We all have that one friend who is much shorter than the rest of us.
For my friend group, that person happens to be me. Because I've been smaller than everyone around me for all of my life, I've heard numerous amounts of short jokes and puns. Here I share the top 20 things you need to stop saying to short people immediately:
1. "Exactly how tall are you?"
Does it really matter?
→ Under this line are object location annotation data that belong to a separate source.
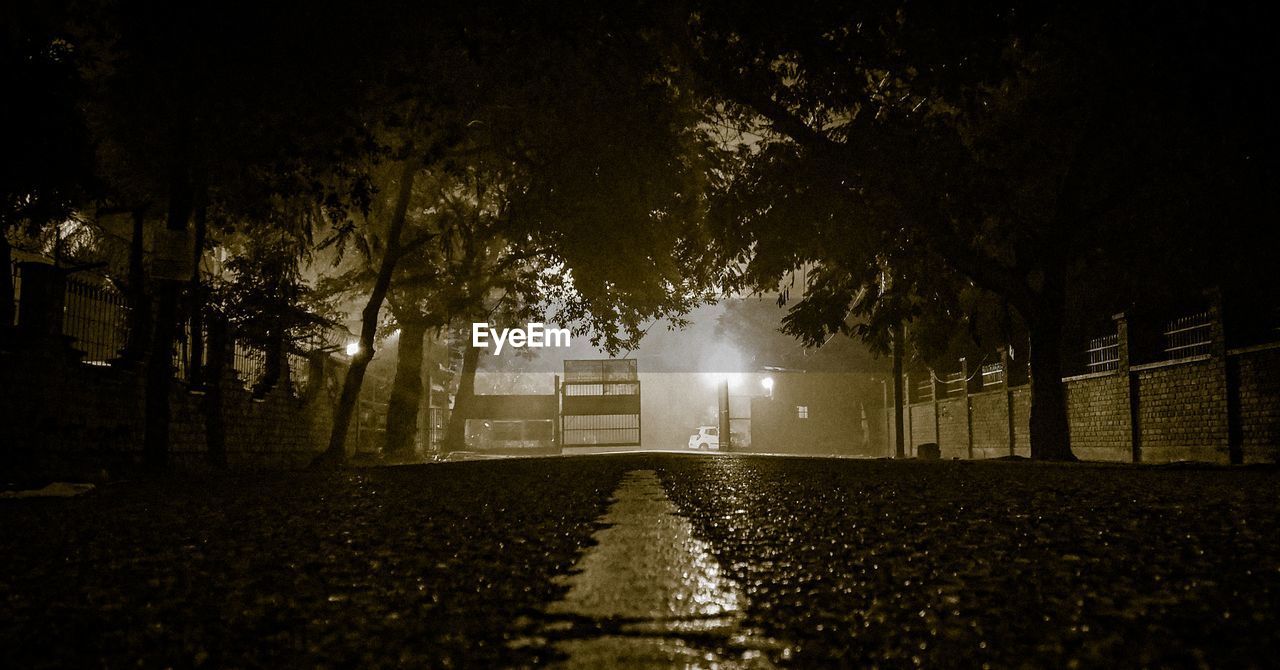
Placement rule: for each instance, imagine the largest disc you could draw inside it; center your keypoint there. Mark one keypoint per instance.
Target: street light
(768, 386)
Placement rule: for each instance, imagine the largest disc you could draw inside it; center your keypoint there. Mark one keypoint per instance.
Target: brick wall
(1258, 404)
(62, 415)
(1182, 411)
(1098, 413)
(990, 424)
(954, 428)
(1023, 422)
(922, 427)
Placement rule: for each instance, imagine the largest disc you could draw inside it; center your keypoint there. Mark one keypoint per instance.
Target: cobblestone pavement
(653, 560)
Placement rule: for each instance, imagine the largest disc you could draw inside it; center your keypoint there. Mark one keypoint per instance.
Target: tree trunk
(1050, 431)
(140, 301)
(456, 433)
(899, 410)
(196, 374)
(273, 361)
(155, 446)
(406, 399)
(355, 378)
(215, 429)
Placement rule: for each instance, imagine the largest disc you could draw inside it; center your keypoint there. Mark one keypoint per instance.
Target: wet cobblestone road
(805, 563)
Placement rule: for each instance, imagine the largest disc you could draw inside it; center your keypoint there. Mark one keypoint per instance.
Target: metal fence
(924, 391)
(1104, 354)
(954, 384)
(1188, 336)
(16, 273)
(95, 315)
(992, 374)
(96, 319)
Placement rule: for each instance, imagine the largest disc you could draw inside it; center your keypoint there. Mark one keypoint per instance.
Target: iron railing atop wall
(95, 315)
(96, 320)
(1104, 354)
(1188, 336)
(924, 391)
(954, 384)
(992, 374)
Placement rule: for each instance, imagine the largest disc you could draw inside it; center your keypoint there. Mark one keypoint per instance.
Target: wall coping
(1091, 375)
(1170, 363)
(1253, 349)
(992, 392)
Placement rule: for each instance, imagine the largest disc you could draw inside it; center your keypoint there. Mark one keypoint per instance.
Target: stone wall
(62, 415)
(923, 428)
(1196, 409)
(990, 424)
(1257, 404)
(1182, 411)
(1098, 410)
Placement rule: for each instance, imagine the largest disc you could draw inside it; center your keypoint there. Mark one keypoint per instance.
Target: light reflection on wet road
(650, 595)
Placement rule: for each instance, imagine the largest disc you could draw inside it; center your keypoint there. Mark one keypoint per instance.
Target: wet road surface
(653, 561)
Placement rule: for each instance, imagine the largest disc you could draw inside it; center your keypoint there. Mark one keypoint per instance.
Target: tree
(46, 171)
(997, 144)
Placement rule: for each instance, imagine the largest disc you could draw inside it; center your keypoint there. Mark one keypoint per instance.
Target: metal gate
(600, 404)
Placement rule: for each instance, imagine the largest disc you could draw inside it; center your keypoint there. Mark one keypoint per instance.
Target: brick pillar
(1229, 373)
(968, 408)
(938, 391)
(908, 440)
(1130, 383)
(44, 294)
(1011, 419)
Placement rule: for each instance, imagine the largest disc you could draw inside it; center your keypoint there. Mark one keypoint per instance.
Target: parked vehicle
(707, 438)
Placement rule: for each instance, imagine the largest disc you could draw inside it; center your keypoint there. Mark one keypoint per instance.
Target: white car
(705, 438)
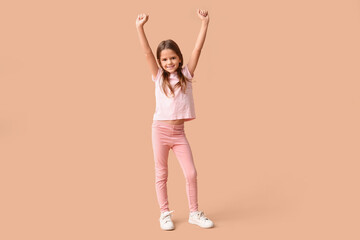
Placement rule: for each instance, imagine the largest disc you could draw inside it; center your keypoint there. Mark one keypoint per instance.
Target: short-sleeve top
(179, 106)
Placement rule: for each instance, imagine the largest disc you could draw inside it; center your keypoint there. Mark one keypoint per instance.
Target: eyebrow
(171, 57)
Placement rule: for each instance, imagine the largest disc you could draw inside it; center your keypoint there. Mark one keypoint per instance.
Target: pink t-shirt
(180, 106)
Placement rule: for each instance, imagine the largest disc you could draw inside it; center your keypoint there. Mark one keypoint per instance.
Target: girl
(174, 106)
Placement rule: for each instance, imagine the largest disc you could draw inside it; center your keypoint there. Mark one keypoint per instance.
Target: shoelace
(166, 216)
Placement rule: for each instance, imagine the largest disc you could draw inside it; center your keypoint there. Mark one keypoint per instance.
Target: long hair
(170, 44)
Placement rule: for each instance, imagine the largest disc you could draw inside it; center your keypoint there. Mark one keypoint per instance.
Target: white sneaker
(165, 220)
(199, 219)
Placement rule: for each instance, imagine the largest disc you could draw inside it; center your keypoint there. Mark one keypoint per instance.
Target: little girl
(174, 106)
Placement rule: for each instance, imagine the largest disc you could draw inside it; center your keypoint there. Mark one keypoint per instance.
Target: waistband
(165, 124)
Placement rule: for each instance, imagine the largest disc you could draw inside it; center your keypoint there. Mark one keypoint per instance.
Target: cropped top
(179, 106)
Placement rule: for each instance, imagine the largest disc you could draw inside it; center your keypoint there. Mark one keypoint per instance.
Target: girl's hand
(203, 15)
(141, 19)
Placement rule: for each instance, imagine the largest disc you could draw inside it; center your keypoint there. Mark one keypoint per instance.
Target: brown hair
(170, 44)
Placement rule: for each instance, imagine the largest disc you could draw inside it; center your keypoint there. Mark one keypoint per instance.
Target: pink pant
(166, 136)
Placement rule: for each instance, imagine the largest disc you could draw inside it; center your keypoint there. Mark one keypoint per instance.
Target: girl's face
(169, 60)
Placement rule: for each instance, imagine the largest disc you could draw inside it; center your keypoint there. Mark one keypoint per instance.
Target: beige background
(275, 142)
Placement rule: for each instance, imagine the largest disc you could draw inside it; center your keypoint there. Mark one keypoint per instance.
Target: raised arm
(195, 55)
(150, 58)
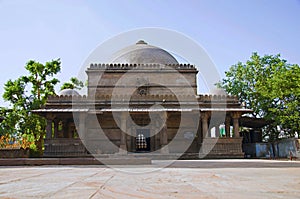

I’m short, way shorter than you, that’s all you really need to know.
2. "Are you done growing?"
Well, I am 18 years old and haven’t grown since I was 15. So yeah, I’d say I’m done growing.
3. "Your seat is very close to the steering wheel when you drive."
Well, considering I’m 5’2, I’d say that the chances of me having long legs is slim to none. If I want to be able to drive safely then, of course, I’m going to need to reach the pedals!
4. "You make the perfect armrest."
While you may think this is cute and endearing, for me it is embarrassing. Why would it make me happy to have someone’s arm resting on my head while we stand in public?
5. "You're so small, can I pick you up?"
No, no you may not. Please keep my legs standing firmly on the ground at all times.
6. "Why are you walking so slow?"
I’m sorry my legs are considerably shorter than the average person’s, so it takes me a little longer to walk places due to my short strides. I’ll just jog to keep up with you tall folk from now on.
7. "Why do you always wear wedges/heels?"
Because then I’m the same height as everyone else around me. Unless they are wearing heels too, in which case I simply cannot win.
8. "Do you need help reaching that?"
No, I do not. Because of my small stature, I can fit in smaller places and am able to climb on things. That works really well for me, thank you.
9. "Short girls get all the tall guys."
Sorry (not actually sorry) about it!
10. "Are you tall enough to ride rollercoasters?"
Hmmm, let’s see, I’m over 5 ft tall so yes, yes I am. Can you do simple math?
11. "Can you still shop in the children's section at stores?"
Yes, I can.
However, just because you can do something doesn’t mean you should, so no I don’t.
12. "Is your whole family short?"
Does it really matter? Clearly, there must be someone in my family who gave me the short genes or else we’d be the same height!
13. "I'll shrink down to your size for the picture."
Thank you, I appreciate it, but that’s really not necessary. That will only draw more attention to the fact that I am short!
14. "You'll still be getting carded in 20 years."
Wow, thank you for sharing that information! I had no idea I looked younger than I am!
15. "So how's the weather down there?"
Quite nice thank you, how’s the weather up there? Oh, the same? Yeah, I figured.
16. "Hey look, that kid is taller than you!"
Really? I couldn’t tell.
17. "The smallest goes in the middle!"
Thanks for offering me up, but it wasn’t necessary.
18. "You're fun-sized, like the candy!"
Comparing me to delicious candy won’t make me like you any more. In fact, I’ll probably like you less from now on.
19. "You're so cute!"
Wow, here’s a compliment I’ve never heard before!!
20. "You'll be thankful you look younger than you are in 30 years."
Ah, so I’ve been told.
If you're guilty of uttering these 20 words to any short person you know, STOP.